French former bodybuilder, film actor, and pornographic actor

Emmanuel "Manu" Pluton is a French former competitive bodybuilder, film actor, and pornographic actor.

==Bodybuilding career==
Pluton's most successful year in bodybuilding was 1965 when he won the contests of Mr. France (tall category and overall) and Europe Mr. Apollo (tall category and overall). He also participated in NABBA Amateur Mr. Universe the same year, with the 6th place in the Tall category.

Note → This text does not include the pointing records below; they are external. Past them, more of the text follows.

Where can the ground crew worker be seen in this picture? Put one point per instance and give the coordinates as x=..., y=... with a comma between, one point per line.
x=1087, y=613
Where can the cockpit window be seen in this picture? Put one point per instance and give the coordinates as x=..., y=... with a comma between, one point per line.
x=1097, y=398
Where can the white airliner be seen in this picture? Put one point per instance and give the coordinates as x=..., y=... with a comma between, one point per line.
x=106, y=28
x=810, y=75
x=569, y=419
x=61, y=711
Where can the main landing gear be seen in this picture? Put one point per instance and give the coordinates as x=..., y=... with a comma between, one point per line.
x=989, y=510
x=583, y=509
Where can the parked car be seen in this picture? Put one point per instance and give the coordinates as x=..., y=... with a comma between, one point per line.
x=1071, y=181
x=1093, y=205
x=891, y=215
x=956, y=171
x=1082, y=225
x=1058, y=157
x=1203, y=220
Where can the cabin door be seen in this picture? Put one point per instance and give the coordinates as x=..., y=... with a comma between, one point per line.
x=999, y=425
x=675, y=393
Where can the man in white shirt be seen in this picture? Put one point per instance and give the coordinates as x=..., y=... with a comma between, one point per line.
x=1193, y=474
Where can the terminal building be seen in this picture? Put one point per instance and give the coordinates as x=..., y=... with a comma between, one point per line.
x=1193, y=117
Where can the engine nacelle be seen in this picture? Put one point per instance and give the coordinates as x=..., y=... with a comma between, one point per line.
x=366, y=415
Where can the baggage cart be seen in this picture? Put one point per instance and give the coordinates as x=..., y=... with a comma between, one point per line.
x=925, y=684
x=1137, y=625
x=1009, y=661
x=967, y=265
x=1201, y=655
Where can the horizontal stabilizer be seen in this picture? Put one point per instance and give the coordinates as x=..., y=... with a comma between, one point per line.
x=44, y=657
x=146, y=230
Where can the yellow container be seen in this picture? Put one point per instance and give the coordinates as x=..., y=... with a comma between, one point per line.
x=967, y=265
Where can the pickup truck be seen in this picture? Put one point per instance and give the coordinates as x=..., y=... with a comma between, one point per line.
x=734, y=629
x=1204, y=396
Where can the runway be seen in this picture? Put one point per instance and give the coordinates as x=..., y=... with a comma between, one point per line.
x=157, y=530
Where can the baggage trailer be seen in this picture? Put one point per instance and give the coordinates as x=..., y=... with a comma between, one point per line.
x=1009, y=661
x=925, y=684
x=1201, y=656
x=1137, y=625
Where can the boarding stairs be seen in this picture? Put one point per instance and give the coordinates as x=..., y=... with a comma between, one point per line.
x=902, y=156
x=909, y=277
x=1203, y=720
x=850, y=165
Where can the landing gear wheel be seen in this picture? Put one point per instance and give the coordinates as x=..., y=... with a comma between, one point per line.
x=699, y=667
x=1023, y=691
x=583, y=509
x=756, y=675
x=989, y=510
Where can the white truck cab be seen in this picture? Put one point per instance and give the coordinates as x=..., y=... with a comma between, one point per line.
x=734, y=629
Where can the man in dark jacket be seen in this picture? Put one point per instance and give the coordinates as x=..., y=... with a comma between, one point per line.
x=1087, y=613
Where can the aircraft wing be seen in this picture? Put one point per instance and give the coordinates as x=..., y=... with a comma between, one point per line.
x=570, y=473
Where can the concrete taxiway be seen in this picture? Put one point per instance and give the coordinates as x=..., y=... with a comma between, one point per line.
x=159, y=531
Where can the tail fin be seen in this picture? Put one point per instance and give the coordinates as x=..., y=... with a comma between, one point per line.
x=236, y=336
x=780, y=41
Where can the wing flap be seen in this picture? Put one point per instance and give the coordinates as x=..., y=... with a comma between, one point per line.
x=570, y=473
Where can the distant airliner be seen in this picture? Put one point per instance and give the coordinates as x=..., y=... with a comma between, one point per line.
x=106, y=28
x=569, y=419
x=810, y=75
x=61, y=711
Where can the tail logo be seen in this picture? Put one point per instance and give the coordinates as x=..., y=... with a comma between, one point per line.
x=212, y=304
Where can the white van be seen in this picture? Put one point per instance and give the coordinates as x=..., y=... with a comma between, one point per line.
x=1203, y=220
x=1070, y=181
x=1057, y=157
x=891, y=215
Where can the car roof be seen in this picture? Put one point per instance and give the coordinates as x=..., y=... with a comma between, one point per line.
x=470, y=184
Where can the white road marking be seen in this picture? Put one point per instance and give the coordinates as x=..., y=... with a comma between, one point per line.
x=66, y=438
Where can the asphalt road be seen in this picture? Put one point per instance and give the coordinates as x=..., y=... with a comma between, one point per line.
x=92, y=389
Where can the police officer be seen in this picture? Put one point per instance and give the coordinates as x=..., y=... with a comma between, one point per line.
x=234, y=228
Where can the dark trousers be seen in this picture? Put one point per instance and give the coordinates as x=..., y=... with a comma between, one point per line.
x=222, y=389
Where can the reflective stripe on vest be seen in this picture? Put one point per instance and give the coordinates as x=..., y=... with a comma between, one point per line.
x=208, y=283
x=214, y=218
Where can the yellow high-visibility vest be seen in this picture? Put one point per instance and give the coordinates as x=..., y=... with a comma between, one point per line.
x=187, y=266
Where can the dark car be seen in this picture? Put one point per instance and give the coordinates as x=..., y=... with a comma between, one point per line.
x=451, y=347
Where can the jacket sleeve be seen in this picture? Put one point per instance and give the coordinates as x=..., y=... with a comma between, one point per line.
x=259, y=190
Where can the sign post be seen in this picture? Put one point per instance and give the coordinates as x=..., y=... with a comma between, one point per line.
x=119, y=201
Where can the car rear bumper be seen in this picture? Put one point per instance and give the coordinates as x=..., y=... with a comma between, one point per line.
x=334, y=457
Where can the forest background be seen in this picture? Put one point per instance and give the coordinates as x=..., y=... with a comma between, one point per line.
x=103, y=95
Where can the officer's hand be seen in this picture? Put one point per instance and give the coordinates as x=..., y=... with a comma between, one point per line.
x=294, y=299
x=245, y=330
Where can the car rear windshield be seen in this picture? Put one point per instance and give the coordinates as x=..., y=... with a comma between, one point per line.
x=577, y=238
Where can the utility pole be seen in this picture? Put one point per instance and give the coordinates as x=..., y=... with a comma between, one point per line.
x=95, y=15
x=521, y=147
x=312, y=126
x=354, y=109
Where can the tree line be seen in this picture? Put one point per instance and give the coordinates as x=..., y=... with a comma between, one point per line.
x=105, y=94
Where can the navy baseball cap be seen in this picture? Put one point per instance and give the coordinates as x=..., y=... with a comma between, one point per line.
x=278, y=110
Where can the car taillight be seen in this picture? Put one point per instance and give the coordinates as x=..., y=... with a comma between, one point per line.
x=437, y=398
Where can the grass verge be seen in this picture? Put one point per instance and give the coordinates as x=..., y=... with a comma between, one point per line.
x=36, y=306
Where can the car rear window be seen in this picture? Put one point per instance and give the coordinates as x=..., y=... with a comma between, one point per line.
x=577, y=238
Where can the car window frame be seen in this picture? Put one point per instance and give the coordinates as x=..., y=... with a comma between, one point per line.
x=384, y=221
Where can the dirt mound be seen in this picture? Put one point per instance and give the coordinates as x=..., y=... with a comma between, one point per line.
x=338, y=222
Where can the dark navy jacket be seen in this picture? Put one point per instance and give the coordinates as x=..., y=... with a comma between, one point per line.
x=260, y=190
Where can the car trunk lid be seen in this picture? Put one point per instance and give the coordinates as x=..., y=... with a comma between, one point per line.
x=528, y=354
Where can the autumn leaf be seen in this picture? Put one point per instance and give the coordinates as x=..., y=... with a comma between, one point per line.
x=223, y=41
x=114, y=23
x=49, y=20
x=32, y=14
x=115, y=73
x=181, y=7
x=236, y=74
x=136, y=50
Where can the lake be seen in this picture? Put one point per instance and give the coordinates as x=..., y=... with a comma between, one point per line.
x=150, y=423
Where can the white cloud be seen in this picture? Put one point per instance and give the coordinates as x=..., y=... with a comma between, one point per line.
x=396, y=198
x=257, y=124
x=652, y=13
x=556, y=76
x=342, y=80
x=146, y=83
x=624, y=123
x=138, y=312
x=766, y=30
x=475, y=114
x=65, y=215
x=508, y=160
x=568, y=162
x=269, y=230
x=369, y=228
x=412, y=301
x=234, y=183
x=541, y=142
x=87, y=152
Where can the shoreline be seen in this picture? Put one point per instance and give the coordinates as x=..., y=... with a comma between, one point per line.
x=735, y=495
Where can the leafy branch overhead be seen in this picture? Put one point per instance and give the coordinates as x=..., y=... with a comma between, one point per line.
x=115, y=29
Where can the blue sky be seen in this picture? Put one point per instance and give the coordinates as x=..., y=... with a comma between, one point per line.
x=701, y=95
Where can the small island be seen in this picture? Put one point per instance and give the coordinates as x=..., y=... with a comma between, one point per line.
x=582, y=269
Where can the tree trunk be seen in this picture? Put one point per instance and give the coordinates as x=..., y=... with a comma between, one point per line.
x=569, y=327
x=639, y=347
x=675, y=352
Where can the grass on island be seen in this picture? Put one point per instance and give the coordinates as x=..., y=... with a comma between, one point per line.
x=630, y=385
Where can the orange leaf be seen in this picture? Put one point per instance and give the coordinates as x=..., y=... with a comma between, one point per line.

==Pornographic film career==
Pluton started appearing in cinema films by 1971 with Jacques Scandelari's Beyond Love and Evil. Various minor roles followed and he was cast in Serge Korber's 1975 pornographic films Love Play (L'Essayeuse) and Growing Up (Dans la chaleur de Julie). Pluton continued performing in pornographic films, particularly in those directed by Korber until 1977. His scene in Éric de Winter's sadomasochistic and controversial Maléfices pornos, which was produced in 1976 but could only be screened by 1978, was deemed as "racist" according to an opinion of the censorship board.

==In the United States==
Pluton moved to the United States by the early 1980s and, becoming the NABBA Southern California Chairman, won the Masters National Championship in 1982.